Though Ouellette plays a nice game to break back to 3-4, he doesn’t win another in the match. Odesnik is just in his own stratosphere, gamewise; it becomes quickly apparent that Ouellette can’t do anything to consistently trouble the 25 year-old, while Wayne is hitting the ball very deep, hard and heavy – it’s a level of tennis I’ve yet to see on the Florida clay these past few weeks, for all the good ball I’ve seen. Even acknowledging that Wayne was a Top 100 player, there was no guarantee that he’d come back match tough or be able to handle his nerve or be in this kind of form.
After the match, Wayne tells me that he hadn’t played Greg since they were about 13 or 14 years old (they grew up in Florida juniors) and though he didn’t remember the results, he remembers always having trouble with him. “He started out well today, and conditions were a little different, so I’m glad it went my way.” I asked him to compare coming through the Futures circuit again now as opposed to when he was first coming up. “When I started out I was 16 or 17 years old, so I was still learning and I was one of the new guys. Where now, hopefully I’ll just play a couple more Futures and that’s it for me, and then I’ll go back the a challengers and ATP events. But the court doesn’t change – there’s a court, there’s a ball and there’s an opponent, and that’s it. And that’s all I’m focused on right now.”

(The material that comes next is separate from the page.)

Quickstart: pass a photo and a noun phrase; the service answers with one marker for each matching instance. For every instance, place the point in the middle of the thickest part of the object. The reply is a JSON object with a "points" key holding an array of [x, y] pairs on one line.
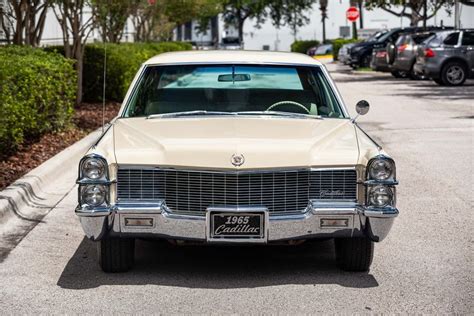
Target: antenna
{"points": [[103, 86]]}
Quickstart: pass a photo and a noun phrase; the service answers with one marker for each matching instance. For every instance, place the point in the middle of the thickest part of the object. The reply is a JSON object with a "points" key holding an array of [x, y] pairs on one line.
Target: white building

I hear Jack Sock “C’mon!”ing in the distance, and – since I am now officially his shadow – that cry is kind of my bat signal in the sky to go check on the 18 year-old prodigy’s progress. He’s up against a guy who’s quickly becoming something of a nemesis – the very same Soong-Jae Cho who beat Kudla in the first round here also teamed up with Hyun-Joon Kim to beat Sock and his partner Dimitar Kutrovsky in the finals of F3 doubles. And those same two teams would be meeting for a rematch later on this very day.